What is a Workspace?
Create workspaces
to organize and collaborate on your projects.
Workspaces help you organize and collaborate on your Airfold projects. A workspace is an area that contains a set of resources such as sources, pipes, nodes, API endpoints, and tokens.
It’s easy to invite other users to your workspace and set appropriate permissions for each user.
Why Use Workspaces?
Workspaces allow you to separate different projects, use cases, and dev/staging/production environments for the things you work on in Airfold.
How to Organize Workspaces?
How to organize your workspaces in Airfold is up to you. Common patterns include a separate workspace per project, or per team.
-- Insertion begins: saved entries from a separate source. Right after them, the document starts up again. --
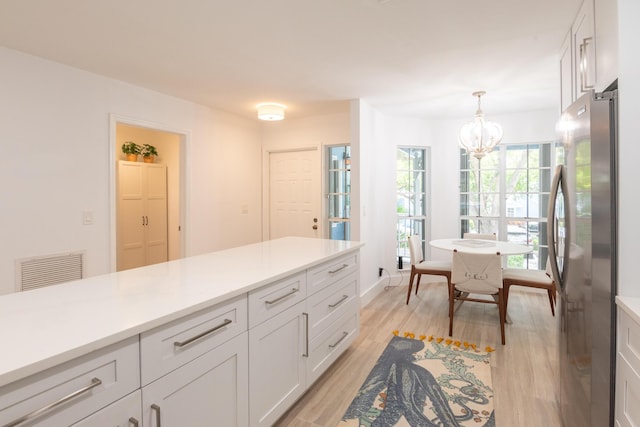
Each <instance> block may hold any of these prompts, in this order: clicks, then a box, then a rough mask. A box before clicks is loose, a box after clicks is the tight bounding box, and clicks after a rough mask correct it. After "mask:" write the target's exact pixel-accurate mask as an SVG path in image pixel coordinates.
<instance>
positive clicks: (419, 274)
mask: <svg viewBox="0 0 640 427" xmlns="http://www.w3.org/2000/svg"><path fill="white" fill-rule="evenodd" d="M417 276H418V281H417V282H416V295H418V288H419V287H420V279H421V278H422V274H420V273H418V274H417Z"/></svg>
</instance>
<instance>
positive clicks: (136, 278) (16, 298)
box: [0, 237, 363, 386]
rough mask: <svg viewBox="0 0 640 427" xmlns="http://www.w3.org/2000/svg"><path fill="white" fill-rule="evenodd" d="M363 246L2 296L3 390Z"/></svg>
mask: <svg viewBox="0 0 640 427" xmlns="http://www.w3.org/2000/svg"><path fill="white" fill-rule="evenodd" d="M361 246H363V244H362V243H360V242H349V241H340V240H324V239H310V238H297V237H286V238H282V239H276V240H270V241H266V242H262V243H256V244H252V245H247V246H242V247H238V248H233V249H228V250H224V251H219V252H213V253H210V254H204V255H198V256H194V257H189V258H184V259H180V260H176V261H169V262H166V263H161V264H155V265H151V266H148V267H141V268H136V269H132V270H127V271H122V272H118V273H111V274H106V275H102V276H95V277H90V278H87V279H82V280H78V281H74V282H69V283H65V284H61V285H55V286H50V287H47V288H41V289H36V290H31V291H26V292H17V293H13V294H8V295H2V296H0V340H1V342H2V345H1V346H0V347H1V348H2V355H1V356H0V386H2V385H5V384H8V383H10V382H13V381H16V380H18V379H20V378H24V377H26V376H28V375H31V374H34V373H36V372H39V371H42V370H44V369H47V368H49V367H52V366H55V365H57V364H60V363H63V362H66V361H68V360H71V359H73V358H75V357H78V356H81V355H83V354H87V353H89V352H91V351H93V350H96V349H99V348H102V347H105V346H107V345H109V344H113V343H116V342H118V341H121V340H123V339H125V338H128V337H131V336H133V335H137V334H139V333H141V332H144V331H147V330H149V329H152V328H154V327H156V326H160V325H162V324H165V323H167V322H169V321H172V320H174V319H177V318H180V317H183V316H185V315H188V314H191V313H194V312H196V311H198V310H200V309H203V308H205V307H209V306H212V305H215V304H217V303H220V302H223V301H226V300H229V299H230V298H233V297H234V296H237V295H241V294H244V293H246V292H248V291H251V290H253V289H256V288H258V287H260V286H263V285H265V284H267V283H270V282H273V281H275V280H278V279H280V278H283V277H285V276H288V275H289V274H292V273H295V272H298V271H302V270H305V269H307V268H309V267H311V266H314V265H317V264H320V263H322V262H324V261H326V260H328V259H331V258H334V257H336V256H339V255H341V254H343V253H345V252H348V251H352V250H355V249H358V248H360V247H361Z"/></svg>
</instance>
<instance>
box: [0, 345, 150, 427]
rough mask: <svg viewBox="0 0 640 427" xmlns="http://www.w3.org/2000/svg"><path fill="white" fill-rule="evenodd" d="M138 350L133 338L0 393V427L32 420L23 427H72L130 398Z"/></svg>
mask: <svg viewBox="0 0 640 427" xmlns="http://www.w3.org/2000/svg"><path fill="white" fill-rule="evenodd" d="M138 348H139V345H138V337H137V336H135V337H132V338H129V339H127V340H125V341H122V342H120V343H117V344H113V345H111V346H108V347H106V348H103V349H100V350H97V351H94V352H92V353H89V354H87V355H85V356H81V357H78V358H76V359H74V360H71V361H69V362H66V363H63V364H61V365H59V366H56V367H53V368H50V369H47V370H45V371H43V372H40V373H38V374H35V375H32V376H30V377H27V378H24V379H22V380H19V381H16V382H14V383H11V384H8V385H6V386H4V387H2V388H0V425H5V424H9V425H12V423H13V422H14V421H16V420H20V419H23V418H24V417H28V416H29V415H30V414H33V416H32V417H29V419H32V421H31V422H26V423H25V425H29V426H62V425H70V424H73V423H75V422H77V421H80V420H81V419H83V418H85V417H87V416H89V415H91V414H93V413H94V412H96V411H98V410H100V409H101V408H104V407H105V406H107V405H109V404H111V403H112V402H115V401H116V400H118V399H120V398H122V397H124V396H125V395H127V394H129V393H131V392H133V391H134V390H136V389H138V388H140V358H139V351H138ZM71 395H73V396H74V397H72V398H68V397H69V396H71ZM42 408H49V409H47V410H44V411H42V412H37V413H36V411H39V410H40V409H42Z"/></svg>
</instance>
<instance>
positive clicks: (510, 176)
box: [460, 142, 562, 269]
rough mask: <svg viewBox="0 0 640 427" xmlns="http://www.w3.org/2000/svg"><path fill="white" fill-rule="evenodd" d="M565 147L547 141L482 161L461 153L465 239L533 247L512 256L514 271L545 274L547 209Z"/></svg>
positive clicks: (514, 150)
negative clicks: (549, 192)
mask: <svg viewBox="0 0 640 427" xmlns="http://www.w3.org/2000/svg"><path fill="white" fill-rule="evenodd" d="M558 161H562V147H561V145H559V144H556V143H551V142H544V143H532V144H512V145H501V146H499V147H497V148H496V149H495V150H494V151H493V152H491V153H490V154H489V155H487V156H486V157H484V158H483V159H482V161H478V160H477V159H475V158H473V157H472V156H469V155H468V154H467V153H466V152H465V151H464V150H461V154H460V166H461V167H460V233H461V234H460V235H461V236H462V235H463V234H464V233H465V232H476V233H497V235H498V238H499V239H501V240H507V241H510V242H514V243H521V244H526V245H528V246H532V247H533V252H532V253H530V254H525V255H512V256H509V257H508V260H507V265H508V266H509V267H520V268H536V269H539V268H541V269H544V267H545V266H546V258H547V254H548V244H547V218H546V216H547V205H548V203H549V191H550V188H551V180H552V178H553V172H554V169H555V165H556V163H557V162H558Z"/></svg>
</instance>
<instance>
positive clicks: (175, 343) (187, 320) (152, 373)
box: [140, 295, 247, 386]
mask: <svg viewBox="0 0 640 427" xmlns="http://www.w3.org/2000/svg"><path fill="white" fill-rule="evenodd" d="M246 330H247V297H246V295H240V296H238V297H236V298H233V299H231V300H229V301H228V302H225V303H223V304H219V305H216V306H214V307H211V308H207V309H204V310H201V311H199V312H196V313H194V314H191V315H189V316H186V317H183V318H180V319H178V320H176V321H174V322H171V323H168V324H166V325H162V326H159V327H157V328H155V329H152V330H150V331H147V332H143V333H142V334H140V362H141V379H142V385H143V386H145V385H147V384H149V383H150V382H152V381H155V380H156V379H158V378H160V377H161V376H163V375H166V374H168V373H169V372H171V371H173V370H175V369H177V368H179V367H180V366H182V365H184V364H185V363H187V362H189V361H191V360H193V359H195V358H196V357H198V356H201V355H203V354H204V353H206V352H208V351H210V350H212V349H214V348H216V347H218V346H219V345H221V344H223V343H224V342H225V341H228V340H230V339H231V338H233V337H235V336H236V335H239V334H241V333H242V332H245V331H246Z"/></svg>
Workspaces are often used to give a team, or a project, its own space to work in.
Creating Workspaces
Creating multiple workspaces in Airfold is easy. Upon creating a workspace, you can start building immediately, no need to wait for infrastructure or configure anything.
Workspace Files
A workspace file is a YAML file that describes a resource in Airfold, and collectively, workspace files are the source code of your Airfold workspace. And like any source code, engineers can apply the same principles they already know and love:
- Version control - Push workspace files to a Git repository for version control and more efficient collaboration with your team.
- A single source of truth - The workspace files in the main branch of your repository are the single source of truth for your workspace. Use
git pull
to sync your local workspace with the latest changes from the main branch. - CI / CD - Incorporate your CI workflows, run tests, use Airfold CLI’s
af push
to deploy changes to your workspace, and more. - Pull Requests - Use pull requests to review changes to your workspace before merging them into the main branch (which can trigger a CI with
af push
to deploy changes to your workspace).
Workspace files are not tied to a specific workspace, and can be deployed to any workspace. This allows you to easily create new workspaces from existing ones, or to apply changes to multiple workspaces at once.
Workspace File Structure
There are two types of workspace files pipes and sources.
Here’s an example of a workspace structure:
/.airfold/config.yaml
/pipes
/trends_per_country.yaml
/sales_metrics.yaml
/sources
/events.yaml
/sales.yaml
/sales_metrics_mv.yaml
/endpoints
/country_trends.yaml
/sales_over_time.yaml
Push Resources to a Workspace
Push resources to your workspace using the CLI af push
or the /push
API.
For example, to push all the resources in the pipes
directory:
af push pipes/*
Pull Resources from a Workspace
To pull all resources from your workspace to your local machine as YAML files use the CLI af pull
or the /pull
API.
However, it is recommended to use Git to version control your workspace files with your repository being the single source of truth for your workspace, then use git pull
to sync your local workspace with the latest changes from the main branch.